Миша оторвется от этой килевой пахоты, оглянется на меня — глаза беззащитные, как нежные плоды какого-то чудного растения. Хорошие глаза. А очень много есть людей: поднимет веки, а под ними оказывается не загадочное вещество ума и духа, не лучистая материя глаз, а почти такая же равнодушная плоть, из какой сделаны нос и щеки.
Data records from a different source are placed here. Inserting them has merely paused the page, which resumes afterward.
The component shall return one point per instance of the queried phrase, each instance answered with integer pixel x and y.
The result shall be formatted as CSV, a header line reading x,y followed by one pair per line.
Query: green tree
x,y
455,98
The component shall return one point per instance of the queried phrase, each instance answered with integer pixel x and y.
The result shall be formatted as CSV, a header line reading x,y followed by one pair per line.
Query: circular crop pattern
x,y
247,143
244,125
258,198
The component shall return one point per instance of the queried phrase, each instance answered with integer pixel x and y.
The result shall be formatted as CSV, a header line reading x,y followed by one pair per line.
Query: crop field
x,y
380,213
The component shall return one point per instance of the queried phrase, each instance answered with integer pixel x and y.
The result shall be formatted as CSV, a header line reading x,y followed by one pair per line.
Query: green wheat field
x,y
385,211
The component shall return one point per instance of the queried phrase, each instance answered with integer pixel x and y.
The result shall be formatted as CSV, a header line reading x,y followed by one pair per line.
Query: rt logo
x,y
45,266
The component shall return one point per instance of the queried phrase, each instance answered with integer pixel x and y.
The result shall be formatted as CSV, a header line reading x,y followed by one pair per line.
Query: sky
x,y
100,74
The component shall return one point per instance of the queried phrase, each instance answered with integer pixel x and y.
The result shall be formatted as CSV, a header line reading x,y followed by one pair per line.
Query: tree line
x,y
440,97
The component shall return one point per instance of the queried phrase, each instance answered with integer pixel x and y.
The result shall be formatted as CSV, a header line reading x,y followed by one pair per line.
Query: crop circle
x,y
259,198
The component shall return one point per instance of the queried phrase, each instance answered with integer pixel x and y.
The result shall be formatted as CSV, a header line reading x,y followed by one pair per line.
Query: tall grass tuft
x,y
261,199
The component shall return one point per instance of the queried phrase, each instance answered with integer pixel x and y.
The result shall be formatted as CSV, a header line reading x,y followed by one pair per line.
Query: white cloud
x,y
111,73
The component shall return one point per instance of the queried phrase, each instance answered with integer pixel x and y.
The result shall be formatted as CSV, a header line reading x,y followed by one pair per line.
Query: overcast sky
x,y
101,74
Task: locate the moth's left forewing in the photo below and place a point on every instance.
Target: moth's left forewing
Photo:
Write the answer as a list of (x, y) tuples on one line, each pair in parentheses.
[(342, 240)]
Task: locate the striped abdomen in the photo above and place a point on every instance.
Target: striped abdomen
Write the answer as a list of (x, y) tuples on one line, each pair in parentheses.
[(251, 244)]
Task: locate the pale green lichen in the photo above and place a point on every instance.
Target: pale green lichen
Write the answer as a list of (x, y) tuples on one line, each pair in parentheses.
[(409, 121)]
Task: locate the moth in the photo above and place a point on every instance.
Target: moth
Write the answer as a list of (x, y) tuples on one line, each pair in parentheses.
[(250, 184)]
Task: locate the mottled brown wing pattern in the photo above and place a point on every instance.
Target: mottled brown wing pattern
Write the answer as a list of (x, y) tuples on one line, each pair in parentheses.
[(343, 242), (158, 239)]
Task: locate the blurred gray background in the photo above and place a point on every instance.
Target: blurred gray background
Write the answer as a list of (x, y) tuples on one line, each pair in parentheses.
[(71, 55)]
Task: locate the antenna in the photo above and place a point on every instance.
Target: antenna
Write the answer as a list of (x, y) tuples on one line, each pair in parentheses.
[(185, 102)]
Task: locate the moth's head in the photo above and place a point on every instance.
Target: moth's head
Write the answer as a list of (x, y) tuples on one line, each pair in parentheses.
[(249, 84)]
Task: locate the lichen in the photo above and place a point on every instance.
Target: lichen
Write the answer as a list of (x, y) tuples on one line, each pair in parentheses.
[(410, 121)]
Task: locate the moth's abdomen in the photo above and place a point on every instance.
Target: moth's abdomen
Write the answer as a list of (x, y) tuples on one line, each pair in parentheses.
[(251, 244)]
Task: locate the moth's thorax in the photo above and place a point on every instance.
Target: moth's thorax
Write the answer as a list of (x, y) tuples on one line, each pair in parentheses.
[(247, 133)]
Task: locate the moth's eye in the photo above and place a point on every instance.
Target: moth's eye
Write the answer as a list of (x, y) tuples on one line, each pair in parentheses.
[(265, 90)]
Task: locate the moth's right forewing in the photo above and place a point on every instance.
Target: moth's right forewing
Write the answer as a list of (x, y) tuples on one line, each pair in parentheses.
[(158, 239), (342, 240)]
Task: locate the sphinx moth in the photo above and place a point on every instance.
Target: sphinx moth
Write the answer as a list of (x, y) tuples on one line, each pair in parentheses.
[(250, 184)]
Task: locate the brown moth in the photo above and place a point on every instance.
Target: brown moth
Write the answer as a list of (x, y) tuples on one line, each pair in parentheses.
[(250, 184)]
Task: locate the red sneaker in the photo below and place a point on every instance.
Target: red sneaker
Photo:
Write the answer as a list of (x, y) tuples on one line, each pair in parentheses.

Недавно у Миши случилась какая-то техническая неисправность — и глаза его глядели с испугом. Ребенок. (Маленькая моя племянница смотрела мультфильм про оттаявшего мамонтенка, который отправился по морю на льдине искать свою маму, и поскуливала от жалости, а когда я взяла ее на руки утешить, она сквозь слезы объяснила мне: «Это — ребенок!» — чтобы я поняла все бедствие.) Миша ведь еще ребенок, а в машинное отделение спустишься — гудящая горячая утроба, переплетение труб, прокопченных и мазутных, и надо вползать в тот отсек, где уходят вдаль, к корме, в окружении железных сплетений, два толстенных вала — на которые насажены где-то снаружи гребные винты. И мальчик, после среднетехнического училища, должен в этих железных кишках все понимать за сто, простите, пятнадцать рублей в месяц. Мне кажется, в человеческой середке, во влаге таинственного биения жизни, куда мы входим по хирургической необходимости, и то не так страшно ошибиться: живое, умное вещество, оно как-нибудь все же срастется и залепит твои промахи, как дерево заживляет натеками коры свои раны, а ведь железные эти дурные механизмы — на них нет никакой надежды, они не могут поправить себя сами. Они могут только необратимо разрушаться и все сокрушать вокруг себя.